Analysing Search Terms: N-grams

Our search marketing campaigns generate a lot of search terms. Search engines can assign all kinds of search terms (which they think is relevant) to the keywords we generate. While this is a good additional source of traffic, it also has significantly higher risk of generating bad traffic as these search terms haven't gone through our keyword generation process. As always we are on the lookout for two things:

  • Problems: Figure out any systematic bad search terms and block them out by either improving our keyword generation rules or adding negatives.
  • Opportunities: Are we getting good search terms that we don’t have as keywords? We should improve our keyword generation process to include them.


The challenge is that we get a lot of search terms (at least 500k search terms for each of the top languages) and mostly very few clicks per search term so it is difficult to spot problems or trends. Here is a subset of what a search term report output (minus the performance statistics) looks like after aggregation:


As you can see, there are two obviously problematic search terms of people not searching for accommodation. These can be easily identified automatically using conversion statistics but they are only two cases that popped up. Since the data is very long tail, it is not possible to use performance statistics to identify all the bad search terms which mostly have a few clicks each. While insignificant by themselves, overall they add up to a large sum. So just as in many cases of doing quantitative analysis of text, n-grams are very useful. By splitting search terms into words and then grouping them into n-grams we are able to notice significant trends. It is easier to explain by an example:

The search term “cheap hotels in Amsterdam” will get split into:

  • 1-grams: “cheap”, ”hotels”, ”in”, ”amsterdam”
  • 2-grams: ”cheap hotels”, ”hotels in”, ”in amsterdam”
  • 3-grams: “cheap hotels in”, “hotels in amsterdam”
  • 4-grams: “cheap hotels in amsterdam”

Then for each n-gram level, the output from all other search terms is aggregated which makes it possible to identify the problems and opportunities. In our case n-grams up to 5 are interesting, as longer ngrams appear too infrequently in our data to be able to identify trends.

Here is an example of a Python script that does the job:

from nltk.corpus import stopwords
from nltk.stem.snowball import SnowballStemmer
from collections import defaultdict
from nltk import word_tokenize
from nltk.util import ngrams
import string
import operator

sentences = [
    'Find hotel at Amsterdam',
    'Book hotel in Amsterdam?',
    'Book cheap room in ugly busy hotel middle of nowhere',
    'Book busy hotel in the middle of nowhere']

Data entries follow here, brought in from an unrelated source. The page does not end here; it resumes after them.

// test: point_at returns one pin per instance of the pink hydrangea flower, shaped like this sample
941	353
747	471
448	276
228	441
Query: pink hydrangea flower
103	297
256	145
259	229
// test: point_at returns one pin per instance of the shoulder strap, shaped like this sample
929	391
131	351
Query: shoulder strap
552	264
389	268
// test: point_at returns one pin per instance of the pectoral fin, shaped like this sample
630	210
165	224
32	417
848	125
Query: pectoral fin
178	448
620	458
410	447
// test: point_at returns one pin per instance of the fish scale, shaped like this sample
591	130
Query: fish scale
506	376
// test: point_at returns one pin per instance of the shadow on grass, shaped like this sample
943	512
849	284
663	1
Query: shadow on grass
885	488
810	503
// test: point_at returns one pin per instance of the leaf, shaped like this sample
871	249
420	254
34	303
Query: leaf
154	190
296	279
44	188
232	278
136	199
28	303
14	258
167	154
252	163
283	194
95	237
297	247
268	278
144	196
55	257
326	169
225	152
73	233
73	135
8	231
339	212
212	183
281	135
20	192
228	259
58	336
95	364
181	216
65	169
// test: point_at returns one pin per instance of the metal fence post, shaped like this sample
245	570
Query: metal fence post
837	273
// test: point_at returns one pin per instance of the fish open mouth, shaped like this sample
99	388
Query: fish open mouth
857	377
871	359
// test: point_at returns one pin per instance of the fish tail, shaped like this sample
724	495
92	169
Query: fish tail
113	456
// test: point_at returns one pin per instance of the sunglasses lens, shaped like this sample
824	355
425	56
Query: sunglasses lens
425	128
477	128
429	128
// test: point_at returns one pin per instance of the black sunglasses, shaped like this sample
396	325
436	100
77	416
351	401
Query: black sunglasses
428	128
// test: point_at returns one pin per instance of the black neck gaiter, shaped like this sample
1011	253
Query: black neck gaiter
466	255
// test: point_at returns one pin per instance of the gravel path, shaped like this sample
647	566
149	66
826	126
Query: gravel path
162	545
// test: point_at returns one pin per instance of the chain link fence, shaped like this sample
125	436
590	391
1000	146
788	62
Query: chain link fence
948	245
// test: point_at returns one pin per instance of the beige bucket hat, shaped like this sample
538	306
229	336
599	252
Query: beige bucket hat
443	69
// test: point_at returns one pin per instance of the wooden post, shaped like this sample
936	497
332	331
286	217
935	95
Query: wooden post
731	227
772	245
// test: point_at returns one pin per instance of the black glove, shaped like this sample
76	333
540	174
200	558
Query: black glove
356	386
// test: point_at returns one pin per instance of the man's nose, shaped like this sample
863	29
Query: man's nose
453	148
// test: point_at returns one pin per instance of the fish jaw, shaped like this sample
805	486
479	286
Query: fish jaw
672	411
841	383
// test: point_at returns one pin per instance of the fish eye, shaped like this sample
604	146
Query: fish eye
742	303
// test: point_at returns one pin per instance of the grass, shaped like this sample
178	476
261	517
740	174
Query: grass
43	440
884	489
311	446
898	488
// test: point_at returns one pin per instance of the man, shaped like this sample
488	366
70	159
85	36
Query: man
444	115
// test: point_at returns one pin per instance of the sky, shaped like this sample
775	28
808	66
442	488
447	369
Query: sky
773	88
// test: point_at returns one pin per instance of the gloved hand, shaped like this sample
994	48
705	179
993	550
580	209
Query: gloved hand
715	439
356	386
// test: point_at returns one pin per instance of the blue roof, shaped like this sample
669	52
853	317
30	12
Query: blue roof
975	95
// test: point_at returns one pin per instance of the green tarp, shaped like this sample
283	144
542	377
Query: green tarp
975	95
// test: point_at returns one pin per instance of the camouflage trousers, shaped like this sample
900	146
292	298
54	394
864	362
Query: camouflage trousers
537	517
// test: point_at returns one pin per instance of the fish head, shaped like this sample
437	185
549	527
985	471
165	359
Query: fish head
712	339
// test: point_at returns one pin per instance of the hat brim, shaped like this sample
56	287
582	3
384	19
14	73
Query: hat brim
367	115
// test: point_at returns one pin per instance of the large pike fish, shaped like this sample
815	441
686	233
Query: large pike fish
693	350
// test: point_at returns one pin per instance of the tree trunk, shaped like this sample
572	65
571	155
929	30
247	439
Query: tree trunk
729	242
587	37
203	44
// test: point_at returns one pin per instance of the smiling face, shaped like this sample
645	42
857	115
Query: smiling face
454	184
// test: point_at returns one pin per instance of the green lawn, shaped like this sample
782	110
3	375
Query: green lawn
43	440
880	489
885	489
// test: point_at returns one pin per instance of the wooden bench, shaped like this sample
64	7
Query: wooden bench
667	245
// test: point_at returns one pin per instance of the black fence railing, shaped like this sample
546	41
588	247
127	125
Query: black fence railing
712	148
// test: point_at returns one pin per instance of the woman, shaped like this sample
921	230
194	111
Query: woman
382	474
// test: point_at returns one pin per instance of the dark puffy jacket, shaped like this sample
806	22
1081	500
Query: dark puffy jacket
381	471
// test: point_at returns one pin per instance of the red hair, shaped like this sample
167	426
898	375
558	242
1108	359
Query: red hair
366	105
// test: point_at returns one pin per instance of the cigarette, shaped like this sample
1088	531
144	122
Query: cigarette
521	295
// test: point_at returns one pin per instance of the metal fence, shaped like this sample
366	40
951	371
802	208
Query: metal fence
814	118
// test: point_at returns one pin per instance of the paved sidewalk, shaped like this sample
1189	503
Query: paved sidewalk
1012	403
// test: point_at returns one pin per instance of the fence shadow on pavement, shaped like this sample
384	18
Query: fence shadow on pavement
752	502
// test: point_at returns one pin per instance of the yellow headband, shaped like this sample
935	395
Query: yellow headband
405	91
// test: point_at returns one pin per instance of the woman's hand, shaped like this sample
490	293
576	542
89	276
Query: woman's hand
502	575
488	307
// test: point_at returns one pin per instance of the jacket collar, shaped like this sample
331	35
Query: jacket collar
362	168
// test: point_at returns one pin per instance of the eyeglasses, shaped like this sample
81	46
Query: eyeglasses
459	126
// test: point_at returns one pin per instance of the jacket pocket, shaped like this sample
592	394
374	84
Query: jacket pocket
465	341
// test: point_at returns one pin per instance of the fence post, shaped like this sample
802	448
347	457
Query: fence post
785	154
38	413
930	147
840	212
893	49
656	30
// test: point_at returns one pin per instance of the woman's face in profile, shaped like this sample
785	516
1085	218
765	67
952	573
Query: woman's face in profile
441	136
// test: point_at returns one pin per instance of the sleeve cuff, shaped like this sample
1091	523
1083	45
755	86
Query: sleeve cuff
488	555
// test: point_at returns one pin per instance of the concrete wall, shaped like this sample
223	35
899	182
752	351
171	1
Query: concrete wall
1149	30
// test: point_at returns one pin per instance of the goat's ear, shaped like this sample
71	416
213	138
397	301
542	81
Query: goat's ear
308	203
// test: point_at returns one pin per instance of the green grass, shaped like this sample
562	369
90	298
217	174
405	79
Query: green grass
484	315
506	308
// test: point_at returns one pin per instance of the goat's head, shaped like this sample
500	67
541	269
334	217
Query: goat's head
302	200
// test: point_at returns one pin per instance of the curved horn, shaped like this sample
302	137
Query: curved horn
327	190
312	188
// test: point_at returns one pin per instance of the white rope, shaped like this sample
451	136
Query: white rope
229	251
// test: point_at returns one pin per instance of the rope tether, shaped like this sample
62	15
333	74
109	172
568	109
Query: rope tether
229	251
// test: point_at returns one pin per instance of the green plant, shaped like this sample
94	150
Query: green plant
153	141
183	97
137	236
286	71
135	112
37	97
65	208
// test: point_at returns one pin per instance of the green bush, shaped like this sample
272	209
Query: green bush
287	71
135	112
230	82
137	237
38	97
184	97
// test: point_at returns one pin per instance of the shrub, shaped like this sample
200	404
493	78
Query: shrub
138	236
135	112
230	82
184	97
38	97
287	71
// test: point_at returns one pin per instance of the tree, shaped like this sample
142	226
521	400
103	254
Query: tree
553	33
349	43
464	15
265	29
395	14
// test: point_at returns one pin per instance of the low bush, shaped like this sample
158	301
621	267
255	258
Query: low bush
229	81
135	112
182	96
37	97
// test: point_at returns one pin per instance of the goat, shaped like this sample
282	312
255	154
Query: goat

stemmer = SnowballStemmer("english")
ngram_count = defaultdict(lambda: 0)
N = 5   # Get me those 5-grams!
english_stopwords = stopwords.words('English')
for sentence in sentences:
    dirty_words = word_tokenize(sentence)
    # Remove stopwords and punctuation
    clean_words = [w for w in dirty_words
                   if w not in english_stopwords
                   and w not in string.punctuation]
    # Use stems (maybe not what you want?)
    stems = [stemmer.stem(x) for x in clean_words]
    for gram in ngrams(stems, N):
        ngram_count[gram] += 1

# Print the result
for ngram, count in sorted(ngram_count.items(),
                           key=operator.itemgetter(1), reverse=True):
    print("{}: {}".format(ngram, count))

And an example output of top n-grams:

1-grams 2-grams 3-grams 4-grams
in hotels in bed and breakfast bed and breakfast in
hotels hotel in places to stay places to stay in
hotel bed and b and b list of hotels in
and and breakfast cheap hotels in b and b in
near hotels near to stay in
accommodation cheap hotels
bed accommodation in

As you can see, now the search terms are really aggregated and we can start to make sense of the share of certain n-grams in the overall traffic. For a language with 500k+ search terms, this process would generate less than 100k n-grams of which usually the top few hundred would be potentially interesting. This removes the long tail words (mainly related to specific locations) and highlights the most common words people use to search. A potential learning in this example is to use the short spelling of “b and b” as a keyword, in case we had missed it (our marketeers would never forget such a thing). A funny example is “tea”: It turned out people were searching for having tea at hotels in England, of all places.

This approach can be simplified by using “bag-of-words” so that “london hotel” and “hotel london” are grouped together. There is a reason other than laziness that I haven’t done this though: There are cases where the order of the words can make a difference. They can either be users searching for different things, or have different levels of competition in the ad auctions.

So this is one of the first steps in analysing search terms in scale. After this comes using dictionaries and more advanced natural language processing methods. Do you have any other ideas on how to make sense of and draw conclusions from search terms in scale?